O que nos leva a grande pergunta: qual é, afinal, a mensagem do filme? O que temos durante os minutos de projeção é uma discussão sobre o que é arte, se existem limites para ela – inclusive se a própria vida é um limite. Nesse lugar onde não existe um “onde” e quando poucos minutos onde não se seguem as regras significa ir para o outro mundo mais cedo, há uma curiosidade não satisfeita na plateia que procura respostas mais fáceis. Com suas fotografias, Cris quer se compartilhar com o mundo. Melhor ainda, compartilhar a sua felicidade e até seu desespero.
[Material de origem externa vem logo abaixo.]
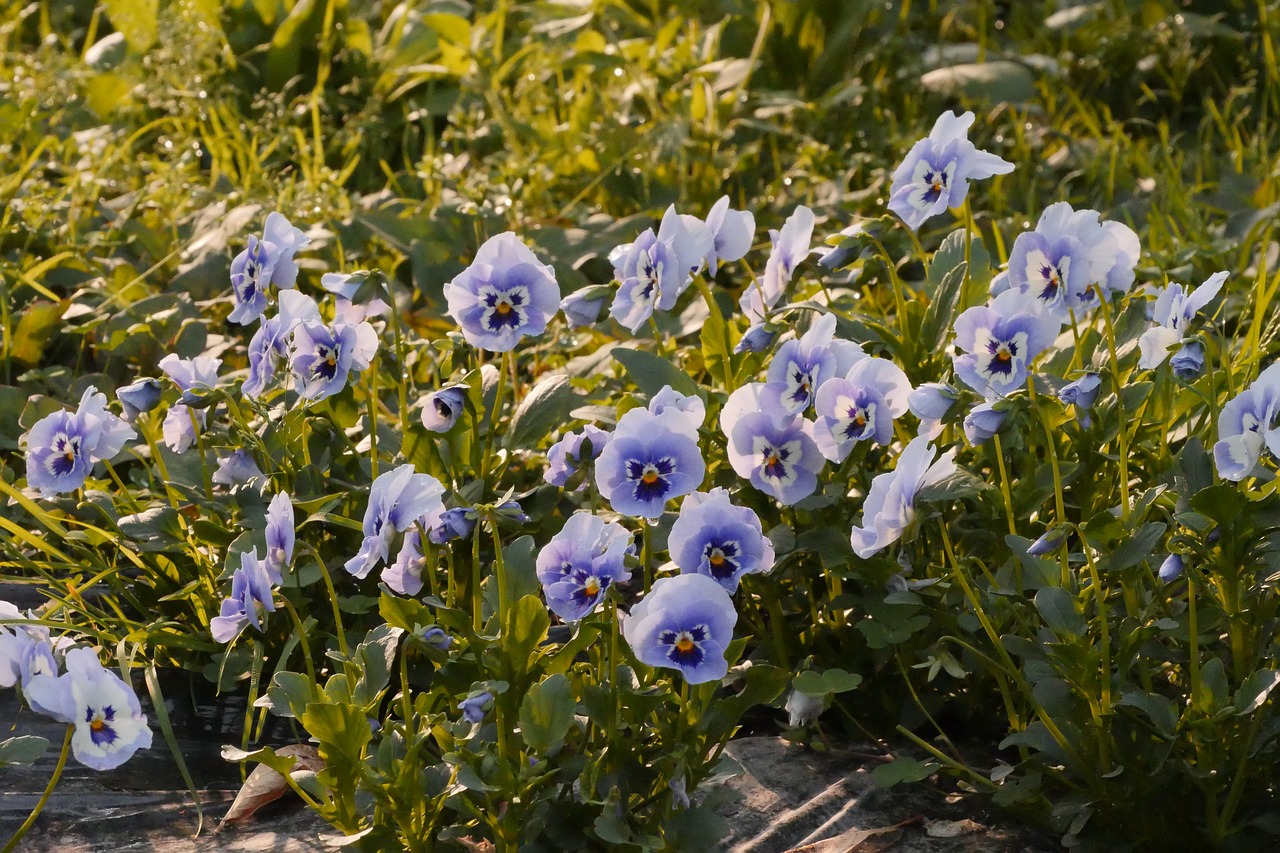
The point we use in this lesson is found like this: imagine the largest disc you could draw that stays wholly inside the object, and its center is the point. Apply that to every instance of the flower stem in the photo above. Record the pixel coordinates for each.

O que acontece é a compreensão do mundo de modo diferente, experimentando a cegueira imposta pela neve que te cobre da cabeça aos pés.
Então, se procurarmos respostas é capaz de sermos tragados por fendas e termos muito dificuldade de sairmos delas. O caminho que os diretores tomam é de mostrar e não explicar, deixando que essas inúmeras perguntas flutuem na cabeça dos espectadores – numa decisão extremamente perigosa, comercialmente falando. Há diretores de outras nacionalidades que já fizeram isso – Terrence Malick e Darren Aronofsky parecem ser a grande inspiração dos 300 ml – mas já há algum tempo não se via no nosso cinema uma produção tão intimista a ponto de fazermos tantas perguntas a nós mesmos, incluindo nesse rol saber afinal de contas quem são esses dois que atendem por um nome quase como uma marca.
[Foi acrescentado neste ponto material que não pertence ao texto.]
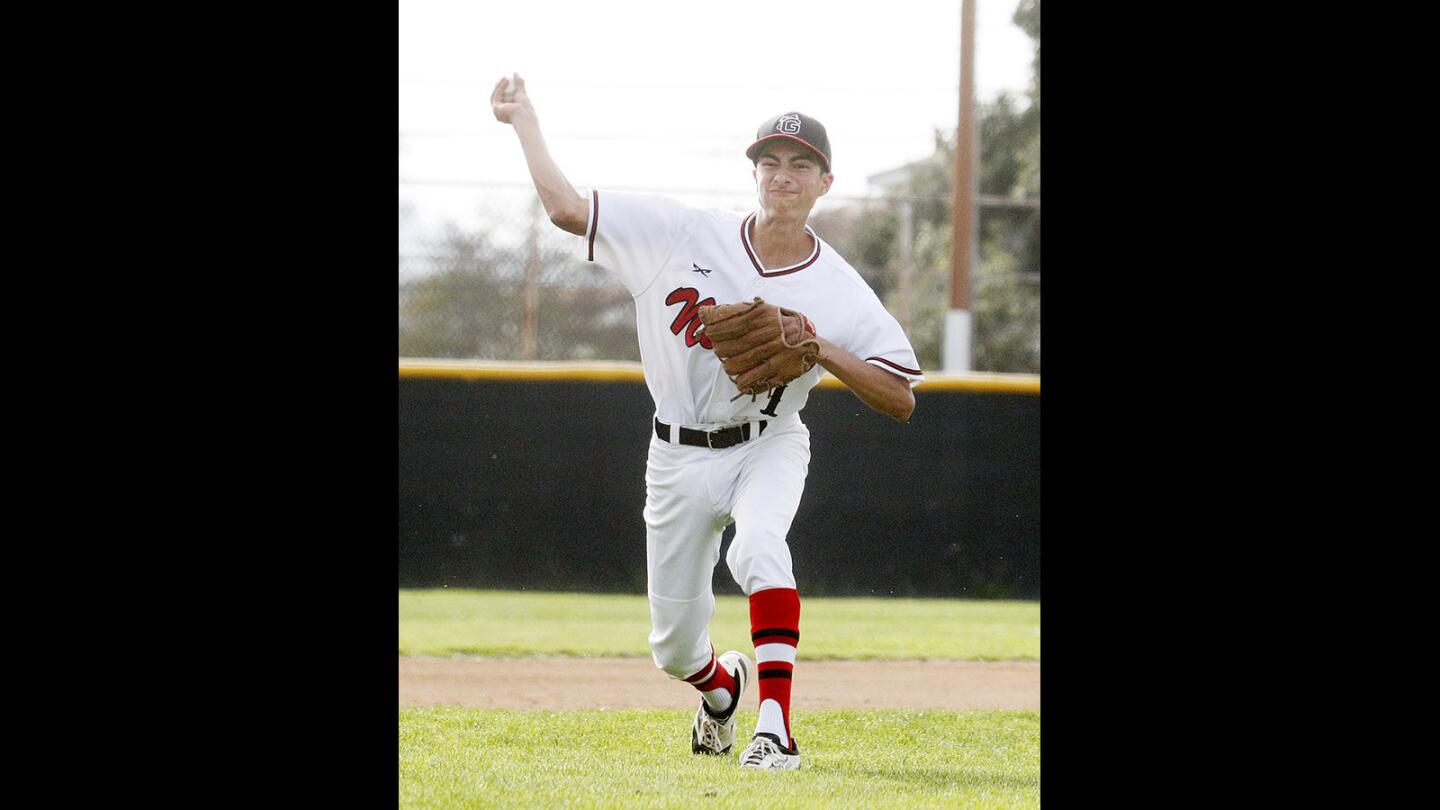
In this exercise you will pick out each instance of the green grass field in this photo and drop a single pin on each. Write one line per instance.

Com um nome desses é impossível não prestar atenção na música do filme. Além da fotografia, Cris vive com música. Mas ao invés de preencher o fundo do filme com uma trilha sonora ininterrupta, os diretores optam por colocá-la em determinados momentos da narrativa apenas quando há um sentido para isso. Seja com Cris ouvindo para si próprio ou compartilhando esses momentos, o que acontece com a música do filme é que ela aparece em momentos belíssimos da história e são cortadas secamente como um botão de uma fita cassete que é apertado. Para os diretores, a trilha do filme é como a vida: existem momentos lindos, mas efêmeros e que são cortados por outras intemperes da nossa existência.
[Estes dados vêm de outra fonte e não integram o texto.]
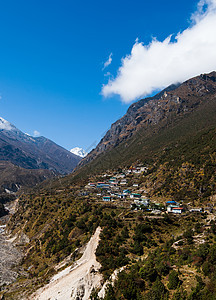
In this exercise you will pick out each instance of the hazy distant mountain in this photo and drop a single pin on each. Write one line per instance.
(34, 152)
(79, 151)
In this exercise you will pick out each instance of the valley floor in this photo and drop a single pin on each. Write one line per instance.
(77, 281)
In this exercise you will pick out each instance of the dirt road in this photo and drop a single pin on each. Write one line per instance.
(75, 282)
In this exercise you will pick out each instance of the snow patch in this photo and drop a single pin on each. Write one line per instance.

Ao passear entre drama, poesia, um pouco de graça e até encontrando espaço para uma mensagem ambiental, Soundtrack é uma daquelas produções que desafiam o nosso senso comum. Por se passar numa estação de pesquisa internacional, os vários diferentes rostos e personalidades dão uma sensação cosmopolita à trama, mesmo que seja centrada num brasileiro, um cenário onde o branco é uma abertura para inúmeras possibilidades e muitas novidades – uma cor que é quebrada no ápice da paixão de Cris pela sua experiência, num vermelho que cobre ao companheiro de tenda, ele mesmo e nós da plateia que estamos vivenciando essa experiência.
Soundtrack | Trailer
Soundtrack | Pôster
Soundtrack | Imagens
Soundtrack | Sinopse
Cris (Melo) recebe uma autorização para ir à uma estação polar e poder fazer um trabalho artístico, o que recebe o desdém de seus companheiros lá estacionados que fazem importantes pesquisas geológicas. Nesse cenário inóspito, tanto o artista como os cientistas descobrirão modos diferentes de ver o mundo.